So I have the wave equation
$$\frac{\partial^2u}{\partial t^2} = c^2 \frac{\partial^2u}{\partial x^2} $$
and I know the process to split it into the two ODE's which are
$F''(x)-nF(X) = 0$ (Used $n$ because I couldn't find $\lambda$, where $n$ is the separation constant)
$$G''(t) - c^2nG(t)=0$$
I know how to go on from there when the separation constant is $<0$ However I am unsure what happens when the separation constant is $= 0$ or $> 0$
Your ode equation for $F(x)$ will become $$F''(x)=0$$ which gives $$F(x)=Ax+B$$ Now we do not know your boundary conditions but let say $F(0)=0=F(L)$, then $F(x)=0$, a trivial solution.
The ode for $F(x)$ will have the characteristics equation of the form $r^2-n=0$ with the roots $r=\pm n$ and thus the solution is
$$F(x)=C\exp{(\sqrt{n}x)}+D\exp{(-\sqrt{n}x)}$$
let say with homogeneous boundary conditions of the first type, again we will endup with trivial solution.

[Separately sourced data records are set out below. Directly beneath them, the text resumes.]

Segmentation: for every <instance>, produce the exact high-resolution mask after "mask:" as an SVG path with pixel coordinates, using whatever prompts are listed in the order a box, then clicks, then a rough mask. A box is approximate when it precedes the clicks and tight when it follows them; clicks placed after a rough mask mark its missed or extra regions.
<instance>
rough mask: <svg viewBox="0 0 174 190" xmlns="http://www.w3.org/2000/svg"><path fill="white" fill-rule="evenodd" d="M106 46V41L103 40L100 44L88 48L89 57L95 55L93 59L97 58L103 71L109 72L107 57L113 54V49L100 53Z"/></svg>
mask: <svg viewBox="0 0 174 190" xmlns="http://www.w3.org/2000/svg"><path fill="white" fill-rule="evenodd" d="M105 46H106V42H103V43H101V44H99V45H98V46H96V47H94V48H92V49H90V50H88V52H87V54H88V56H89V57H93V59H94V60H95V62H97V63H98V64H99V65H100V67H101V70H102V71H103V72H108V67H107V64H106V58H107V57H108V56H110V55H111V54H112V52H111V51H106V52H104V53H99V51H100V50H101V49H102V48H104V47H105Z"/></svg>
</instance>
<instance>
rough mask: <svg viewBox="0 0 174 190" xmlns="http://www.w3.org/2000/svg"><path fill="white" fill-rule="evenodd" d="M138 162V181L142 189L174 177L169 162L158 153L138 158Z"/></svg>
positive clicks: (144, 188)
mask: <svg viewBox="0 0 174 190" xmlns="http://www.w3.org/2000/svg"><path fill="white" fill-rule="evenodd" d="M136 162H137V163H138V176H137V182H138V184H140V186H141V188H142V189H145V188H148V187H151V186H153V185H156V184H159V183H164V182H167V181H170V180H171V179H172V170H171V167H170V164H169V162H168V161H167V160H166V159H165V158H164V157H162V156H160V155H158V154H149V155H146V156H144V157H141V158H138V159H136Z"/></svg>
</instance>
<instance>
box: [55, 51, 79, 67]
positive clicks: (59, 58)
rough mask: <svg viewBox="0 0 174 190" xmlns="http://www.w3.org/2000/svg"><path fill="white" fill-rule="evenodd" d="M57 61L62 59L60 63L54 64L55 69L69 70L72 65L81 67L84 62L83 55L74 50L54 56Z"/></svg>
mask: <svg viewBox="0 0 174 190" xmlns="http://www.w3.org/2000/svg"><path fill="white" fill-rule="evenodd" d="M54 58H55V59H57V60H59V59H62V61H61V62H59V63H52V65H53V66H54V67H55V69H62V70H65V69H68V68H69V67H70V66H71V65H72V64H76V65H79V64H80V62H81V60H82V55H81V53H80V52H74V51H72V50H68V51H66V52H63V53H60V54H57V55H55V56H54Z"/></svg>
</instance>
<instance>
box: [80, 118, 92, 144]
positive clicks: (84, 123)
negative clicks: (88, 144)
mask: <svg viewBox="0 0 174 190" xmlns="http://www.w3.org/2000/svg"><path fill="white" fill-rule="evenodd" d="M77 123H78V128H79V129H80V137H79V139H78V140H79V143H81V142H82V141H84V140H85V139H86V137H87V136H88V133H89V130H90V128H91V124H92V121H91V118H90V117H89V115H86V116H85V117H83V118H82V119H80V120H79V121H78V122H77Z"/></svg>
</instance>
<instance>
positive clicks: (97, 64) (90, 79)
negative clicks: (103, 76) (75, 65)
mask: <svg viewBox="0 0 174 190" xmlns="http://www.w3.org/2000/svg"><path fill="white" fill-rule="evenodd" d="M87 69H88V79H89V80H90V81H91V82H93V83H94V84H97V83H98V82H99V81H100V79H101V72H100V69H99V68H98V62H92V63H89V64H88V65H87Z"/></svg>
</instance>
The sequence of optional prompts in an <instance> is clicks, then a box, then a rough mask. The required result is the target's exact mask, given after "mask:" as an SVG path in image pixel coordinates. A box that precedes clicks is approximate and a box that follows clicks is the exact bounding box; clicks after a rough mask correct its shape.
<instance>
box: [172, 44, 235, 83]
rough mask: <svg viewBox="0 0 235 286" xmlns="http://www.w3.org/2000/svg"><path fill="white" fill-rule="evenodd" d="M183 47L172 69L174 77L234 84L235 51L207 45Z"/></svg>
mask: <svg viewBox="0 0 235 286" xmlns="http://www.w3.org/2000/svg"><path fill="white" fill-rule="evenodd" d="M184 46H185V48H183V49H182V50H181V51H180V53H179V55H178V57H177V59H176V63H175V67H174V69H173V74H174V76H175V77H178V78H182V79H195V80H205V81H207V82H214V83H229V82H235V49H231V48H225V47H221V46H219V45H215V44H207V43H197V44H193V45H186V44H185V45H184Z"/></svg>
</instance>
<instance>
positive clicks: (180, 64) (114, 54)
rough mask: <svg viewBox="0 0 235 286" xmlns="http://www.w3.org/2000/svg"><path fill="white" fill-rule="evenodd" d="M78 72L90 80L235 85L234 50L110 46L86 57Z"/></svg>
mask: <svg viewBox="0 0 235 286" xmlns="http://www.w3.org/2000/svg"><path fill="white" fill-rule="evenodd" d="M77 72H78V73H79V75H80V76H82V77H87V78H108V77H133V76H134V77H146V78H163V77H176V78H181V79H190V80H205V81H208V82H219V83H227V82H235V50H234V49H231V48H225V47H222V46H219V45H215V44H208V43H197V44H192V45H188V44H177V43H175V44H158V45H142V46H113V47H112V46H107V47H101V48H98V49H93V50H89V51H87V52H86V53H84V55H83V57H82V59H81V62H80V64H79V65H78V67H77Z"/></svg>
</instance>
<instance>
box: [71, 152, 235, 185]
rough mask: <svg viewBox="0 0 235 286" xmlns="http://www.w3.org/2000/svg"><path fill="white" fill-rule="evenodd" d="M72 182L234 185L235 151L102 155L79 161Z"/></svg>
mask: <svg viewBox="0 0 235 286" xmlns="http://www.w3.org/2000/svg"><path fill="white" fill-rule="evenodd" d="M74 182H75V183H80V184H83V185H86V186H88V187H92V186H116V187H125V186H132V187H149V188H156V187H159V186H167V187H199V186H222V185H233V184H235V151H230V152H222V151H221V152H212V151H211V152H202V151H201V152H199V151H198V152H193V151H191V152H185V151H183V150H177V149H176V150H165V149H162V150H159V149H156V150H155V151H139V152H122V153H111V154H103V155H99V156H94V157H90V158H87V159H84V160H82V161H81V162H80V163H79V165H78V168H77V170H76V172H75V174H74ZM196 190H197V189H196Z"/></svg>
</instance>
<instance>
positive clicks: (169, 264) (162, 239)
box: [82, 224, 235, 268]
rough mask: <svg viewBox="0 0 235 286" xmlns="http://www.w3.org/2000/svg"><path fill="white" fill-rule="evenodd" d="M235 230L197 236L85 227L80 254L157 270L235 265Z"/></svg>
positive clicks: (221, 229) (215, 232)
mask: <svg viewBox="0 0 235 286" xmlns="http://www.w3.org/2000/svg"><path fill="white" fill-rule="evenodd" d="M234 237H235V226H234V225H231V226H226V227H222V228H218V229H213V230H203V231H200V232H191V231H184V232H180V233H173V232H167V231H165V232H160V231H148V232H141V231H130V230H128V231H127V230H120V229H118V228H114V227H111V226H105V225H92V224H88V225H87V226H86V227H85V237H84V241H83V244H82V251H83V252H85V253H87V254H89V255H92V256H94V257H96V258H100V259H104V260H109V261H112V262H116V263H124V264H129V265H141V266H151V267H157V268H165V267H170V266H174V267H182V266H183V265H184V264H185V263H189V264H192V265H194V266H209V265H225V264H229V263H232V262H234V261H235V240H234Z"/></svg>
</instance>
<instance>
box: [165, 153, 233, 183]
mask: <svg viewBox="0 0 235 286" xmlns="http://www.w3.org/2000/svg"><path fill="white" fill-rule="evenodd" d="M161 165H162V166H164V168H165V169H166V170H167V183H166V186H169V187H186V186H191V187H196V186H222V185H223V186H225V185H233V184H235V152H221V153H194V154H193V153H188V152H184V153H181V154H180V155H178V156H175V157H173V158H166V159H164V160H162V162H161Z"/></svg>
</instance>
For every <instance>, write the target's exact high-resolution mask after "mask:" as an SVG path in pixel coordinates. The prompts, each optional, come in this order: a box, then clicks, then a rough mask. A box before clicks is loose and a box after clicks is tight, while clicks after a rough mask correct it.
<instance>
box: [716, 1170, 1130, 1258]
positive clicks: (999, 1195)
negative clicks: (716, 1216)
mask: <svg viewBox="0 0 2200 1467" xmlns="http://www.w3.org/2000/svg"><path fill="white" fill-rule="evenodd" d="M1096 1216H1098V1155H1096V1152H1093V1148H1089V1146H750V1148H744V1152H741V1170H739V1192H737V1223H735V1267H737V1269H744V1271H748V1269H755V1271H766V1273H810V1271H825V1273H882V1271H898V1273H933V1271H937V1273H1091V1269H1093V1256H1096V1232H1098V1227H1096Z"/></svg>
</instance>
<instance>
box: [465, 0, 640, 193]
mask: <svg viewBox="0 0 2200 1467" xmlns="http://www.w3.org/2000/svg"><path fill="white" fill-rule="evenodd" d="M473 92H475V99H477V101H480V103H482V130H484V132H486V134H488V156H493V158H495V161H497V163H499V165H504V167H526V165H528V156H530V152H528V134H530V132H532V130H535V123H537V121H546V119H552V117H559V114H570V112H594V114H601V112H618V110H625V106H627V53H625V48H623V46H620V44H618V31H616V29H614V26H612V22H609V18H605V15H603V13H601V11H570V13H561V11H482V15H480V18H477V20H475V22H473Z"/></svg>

The characteristic equation in this case is $r^2+\lambda^2=0$ with imaginary roots $r=\pm \iota \lambda$ then the solution to the ode is $$F(x)=A_1\cos{(\lambda\,x)}+B_{1}\sin{(\lambda x)}$$ Now utilizing one the the three types of boundary conditions (say first type), we will have $A_1=0$ and for nontrivial solution we will take $B_1\neq0$, thus \begin{align} \sin{(\lambda L)}=0\\ \Rightarrow \lambda L = \sin^{-1}{(0)}\\ \Rightarrow \lambda = \frac{n_1\pi}{L},\,\, n_1=1,2,3... \end{align} Finally, $F(x)=B_{n_1}\sin{(\frac{n_1\pi}{L} x)}$. Subbing the eignvalues into the temporal equation $G(t)$, we get $$G''(t)-c^2\frac{n_1\pi}{L}G(t)=0$$ I think you can solve for $G(t)$.